L’attente, toutefois, aura valu la peine, ce second acte se montrant au bout du compte supérieur au précédent. Plus sombre, plus court, comptant peu d'invités, cet autre album donne dans un rap de rue à la manière new-yorkaise, mais avec un supplément d'audace et d'originalité très sudistes.
Côtés paroles, le sujet est la drogue, sa consommation, son deal, son argent et les difficultés induites. C'est le portrait du criminel endurci, mais avec un brin d'introspection, d'autocritique et d'ironie, comme le laisse entendre cette pochette où Pusha T et Malice, couronnes de fête des rois sur leurs têtes, posent avec une gazinière et devant un mur de dollars, tournant en dérision l’univers du deal et des stupéfiants.
Hell Hath No Fury parle de gangsters mais laisse paraître des failles, comme avec ce "Nightmares" final musicalement à contre-courant des autres, plus cool, chanté en partie par Bilal, habité par un orgue chaleureux, et qui cite le modèle du genre, le "Mind Playing Tricks on Me" des Geto Boys.
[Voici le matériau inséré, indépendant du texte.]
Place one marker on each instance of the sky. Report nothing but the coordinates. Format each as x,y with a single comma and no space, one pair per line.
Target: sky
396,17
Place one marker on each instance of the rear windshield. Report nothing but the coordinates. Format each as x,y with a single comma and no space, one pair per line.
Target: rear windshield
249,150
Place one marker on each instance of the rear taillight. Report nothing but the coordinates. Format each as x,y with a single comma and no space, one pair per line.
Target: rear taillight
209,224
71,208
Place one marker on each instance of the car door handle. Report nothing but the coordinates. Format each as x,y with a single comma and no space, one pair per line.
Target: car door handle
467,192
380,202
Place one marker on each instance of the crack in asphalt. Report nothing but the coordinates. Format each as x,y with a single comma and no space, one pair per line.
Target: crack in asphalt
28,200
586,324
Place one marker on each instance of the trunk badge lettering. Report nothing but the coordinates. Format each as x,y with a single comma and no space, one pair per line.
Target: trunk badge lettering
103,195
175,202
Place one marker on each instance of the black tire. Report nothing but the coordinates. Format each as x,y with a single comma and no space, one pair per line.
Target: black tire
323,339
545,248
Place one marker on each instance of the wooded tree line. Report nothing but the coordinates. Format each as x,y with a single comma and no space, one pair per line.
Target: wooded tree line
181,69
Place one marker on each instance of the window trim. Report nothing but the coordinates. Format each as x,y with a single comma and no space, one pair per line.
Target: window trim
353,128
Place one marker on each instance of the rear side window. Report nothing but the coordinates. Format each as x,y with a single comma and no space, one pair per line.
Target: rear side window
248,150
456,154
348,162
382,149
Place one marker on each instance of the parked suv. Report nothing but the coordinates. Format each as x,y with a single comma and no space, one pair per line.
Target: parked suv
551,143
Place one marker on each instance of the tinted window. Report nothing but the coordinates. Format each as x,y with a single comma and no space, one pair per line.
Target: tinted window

Côté beats, la formule est plus sobre qu'autrefois, mais avec des Neptunes, représentés par le seul Pharrell, toujours inventifs. Hell Hath No Fury nous offre du bon vieux boom bap excessivement austère (visez donc "Ride Around Shining"), aux confins de l'ennui (un "Ain’t Cha" linéaire), mais avec les sons inusuels d'un accordéon sur "Momma I'm Sorry", de steel drums sur "Wamp Wamp", d'une guitare sur "Dirty Money", avec aussi des bruits synthétiques et des nappes arides sur "Mr. Me Too", "Hello New World", "Chinese New Year", l'halluciné "Keys Open Doors" et l'efficace "Trill". Des sons plus coutumiers chez les Neptunes, qui sortent alors, avec les deux frères, leur grand album tardif.